A former Post Office investigator has revealed he was set a target by the Post Office to recover money from subpostmasters accused of false accounting and theft.
Robert Daily, who was involved in the criminal investigation of two wrongly convicted subpostmasters who died before their convictions were overturned, said he had been given a personal objective of recovering 40 per cent of money from those who were accused.
A document shown at the inquiry revealed that Mr Daily had exceeded his target. But he claimed he wasn’t rewarded by the Post Office and would not have necessarily have been marked down had he failed to meet this target.
Documents showed to the inquiry later on also revealed that “loss recovery” targets has risen to 65 per cent in 2013/14.
Post Office-branded documents read: “To ensure a robust approach to fraud loss recovery with a return rate of 65 per cent”.
Evidence given by Mr Daily seemed to suggest that the targets were linked to bonuses.
The counsel to the inquiry said: “It appears here that the target for loss recovery has increased since the 2009 one-to-one meeting record we looked at and then you were over target at 40 per cent. And here the objective is 65 per cent.
Is that right, that the target was increased by the Post Office?”
Mr Daily said: “I believe that target was increased after I was sent a document for my objectives for 2010.
“I can’t remember if it was 2013 to 2014 or 2011 to 2012, but it was in the figure of 65 per cent.”

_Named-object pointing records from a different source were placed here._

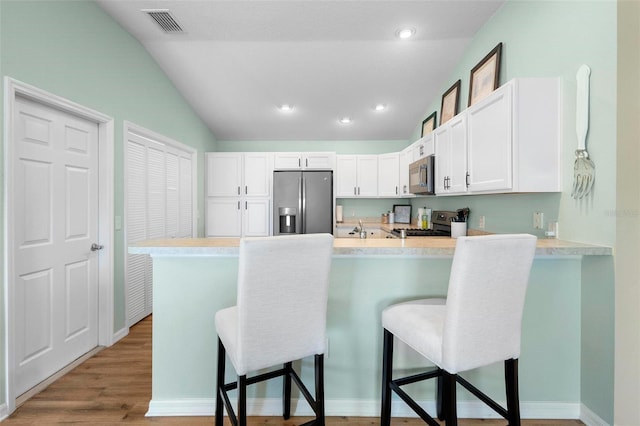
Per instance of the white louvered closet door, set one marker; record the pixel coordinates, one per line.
(159, 205)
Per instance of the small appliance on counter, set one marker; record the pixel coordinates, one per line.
(440, 226)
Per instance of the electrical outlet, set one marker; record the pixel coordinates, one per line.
(538, 220)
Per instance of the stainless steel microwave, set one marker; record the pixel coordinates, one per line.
(421, 176)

One postmaster that Mr Daily helped investigate, Peter Holmes, eventually pleaded guilty to four counts of false accounting and was sentenced to a community order. He died from a brain tumour in October 2015 before his conviction was posthumously quashed.
Mr Daily was asked about a period in November 2009 when he was the sole investigator in Scotland. He told the inquiry he felt under pressure to refer cases due to mounting backlogs, but that he did not think it affected the quality of the team’s work.
He also told how the Post Office’s legal team passed cases on to prosecuters in Scotland without being qualified in Scots law.
The inqury heard how Mr Daily believed he and other investigators were “not adequately supported” before a solicitor firm was brought in to advise in 2013.